#15
Post
by BenThere » Sun Sep 24, 2017 7:39 pm
When I lived in Yuba City, California, a city of 70,000 or so, my next door neighbor was the general manager of the Yuba City waste collection operation. We were pretty good friends, doing barbecues and the like, and when I moved to Italy after a couple of years there, he bought my Chevy pickup.
While I lived there, we were converted, from garbage bins that we could select and determine how many we could put out at the curb on collection day, and take our recyclables to a private collection center which would pay us for recyclables of value, to a three bin system that provided a large bin for recyclables, and two bins roughly half the size for garbage and compostables. There were no mandates, fines or inspections enforcing what you put in your bins, but most citizens were concerned that such a regime was just around the corner.

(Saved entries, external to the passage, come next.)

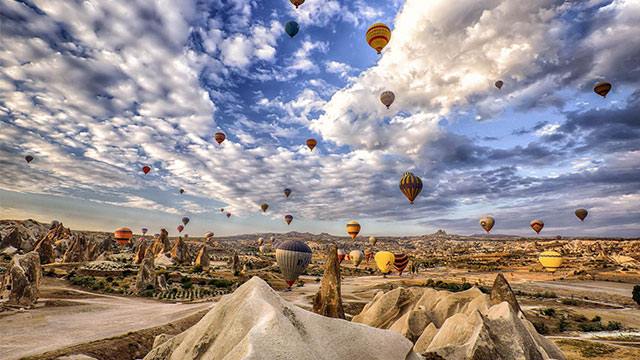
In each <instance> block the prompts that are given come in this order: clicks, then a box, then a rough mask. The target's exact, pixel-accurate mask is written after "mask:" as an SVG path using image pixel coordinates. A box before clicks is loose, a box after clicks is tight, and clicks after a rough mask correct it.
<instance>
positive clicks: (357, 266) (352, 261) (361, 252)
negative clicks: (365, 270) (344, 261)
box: [349, 250, 364, 267]
mask: <svg viewBox="0 0 640 360" xmlns="http://www.w3.org/2000/svg"><path fill="white" fill-rule="evenodd" d="M349 258H350V259H351V263H352V264H353V265H355V266H356V267H358V266H359V265H360V263H361V262H362V260H364V254H363V253H362V250H351V252H349Z"/></svg>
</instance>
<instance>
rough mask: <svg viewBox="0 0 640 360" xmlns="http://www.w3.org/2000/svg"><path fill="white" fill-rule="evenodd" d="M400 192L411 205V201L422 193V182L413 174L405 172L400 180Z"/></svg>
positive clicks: (412, 173) (414, 199)
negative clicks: (406, 198) (408, 199)
mask: <svg viewBox="0 0 640 360" xmlns="http://www.w3.org/2000/svg"><path fill="white" fill-rule="evenodd" d="M400 191H402V193H403V194H404V196H406V197H407V199H409V203H411V204H413V200H415V199H416V197H418V195H419V194H420V192H421V191H422V180H420V178H419V177H417V176H415V175H413V173H411V172H406V173H404V175H402V178H401V179H400Z"/></svg>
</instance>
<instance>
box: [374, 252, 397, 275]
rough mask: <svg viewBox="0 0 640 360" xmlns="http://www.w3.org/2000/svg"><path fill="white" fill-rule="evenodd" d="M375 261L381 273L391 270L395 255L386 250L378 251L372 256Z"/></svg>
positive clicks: (390, 270)
mask: <svg viewBox="0 0 640 360" xmlns="http://www.w3.org/2000/svg"><path fill="white" fill-rule="evenodd" d="M373 259H374V260H375V261H376V266H378V269H380V272H381V273H383V274H388V273H390V272H391V267H392V266H393V263H394V261H395V255H393V253H391V252H388V251H378V252H377V253H376V255H375V256H374V258H373Z"/></svg>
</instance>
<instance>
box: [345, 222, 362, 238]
mask: <svg viewBox="0 0 640 360" xmlns="http://www.w3.org/2000/svg"><path fill="white" fill-rule="evenodd" d="M359 232H360V224H358V222H357V221H355V220H351V221H349V222H348V223H347V234H349V236H351V239H355V238H356V236H358V233H359Z"/></svg>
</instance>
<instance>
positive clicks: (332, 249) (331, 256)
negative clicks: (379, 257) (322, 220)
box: [313, 245, 345, 319]
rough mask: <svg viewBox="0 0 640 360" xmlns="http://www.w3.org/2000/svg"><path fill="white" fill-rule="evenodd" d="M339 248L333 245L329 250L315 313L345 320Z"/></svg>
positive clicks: (316, 295) (336, 246)
mask: <svg viewBox="0 0 640 360" xmlns="http://www.w3.org/2000/svg"><path fill="white" fill-rule="evenodd" d="M337 252H338V247H337V246H336V245H331V246H330V247H329V249H328V250H327V261H326V263H325V265H324V275H323V276H322V282H321V283H320V289H318V292H317V293H316V296H315V297H314V298H313V312H315V313H316V314H320V315H324V316H328V317H332V318H339V319H344V318H345V317H344V309H343V308H342V297H341V294H340V262H339V261H338V253H337Z"/></svg>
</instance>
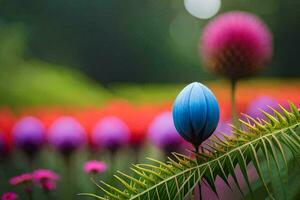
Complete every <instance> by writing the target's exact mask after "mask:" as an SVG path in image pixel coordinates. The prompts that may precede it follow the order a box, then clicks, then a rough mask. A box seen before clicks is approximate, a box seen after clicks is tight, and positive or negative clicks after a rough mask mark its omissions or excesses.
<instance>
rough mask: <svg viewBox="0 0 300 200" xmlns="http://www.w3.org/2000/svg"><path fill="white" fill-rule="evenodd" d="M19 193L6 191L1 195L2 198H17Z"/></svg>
mask: <svg viewBox="0 0 300 200" xmlns="http://www.w3.org/2000/svg"><path fill="white" fill-rule="evenodd" d="M17 199H18V195H17V194H16V193H14V192H5V193H3V194H2V196H1V200H17Z"/></svg>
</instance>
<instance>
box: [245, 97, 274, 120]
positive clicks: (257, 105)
mask: <svg viewBox="0 0 300 200" xmlns="http://www.w3.org/2000/svg"><path fill="white" fill-rule="evenodd" d="M269 106H271V107H273V108H274V109H276V110H278V108H279V106H278V102H277V101H276V99H273V98H271V97H268V96H261V97H258V98H256V99H254V100H253V101H252V102H251V103H250V105H249V107H248V109H247V112H246V113H247V114H248V115H249V116H250V117H253V118H254V119H256V118H259V119H266V117H265V115H264V114H263V113H262V112H261V111H260V109H261V110H264V111H265V112H267V113H269V114H271V115H274V112H273V111H272V109H271V108H269Z"/></svg>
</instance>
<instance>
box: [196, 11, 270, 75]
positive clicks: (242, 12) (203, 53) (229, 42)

I had a chat with my neighbor about how my collection bill had more than doubled in a short time and why is that. His answer was that the new bins were a cost burden, the city had to expand its landfill, and new trucks had to be acquired to accomplish 3 different pickups rather than the previous one pickup. I can understand that.
But then he said that to date, everything was going into the same landfill because the city hadn't yet built facilities to process the recyclables and compostables. "What?!", I exclaimed. Why wasn't that the first step in this expensive process?
After thinking about our conversation I came up with the idea of single bin collection, but conveyer belt sorting operated by our adequate population of prisoners. An operation could be set up where all the trash is picked up and taken to the conveyer facility where prisoners could sort the recoverable recyclables. The prisoners would keep a portion of the value of the materials they sorted and placed in their bins. They could bid for positions offering the most opportunity, like aluminum, hard plastic, paper, etc. based on a point system rewarding good behavior, self-improvement, seniority and such. The junior guy on the line would end up composting the dog crap, but would work his way up the line.
You could write a thesis developing this. The plusses include more efficient waste processing, incentives for prisoners and instilling a work ethic, real recycling, and ultimately a better environment. Along with that, Joe Public gets to dump everything in the bins without sorting and no busybodies inspecting his trash for evidence of resistance. Win-win.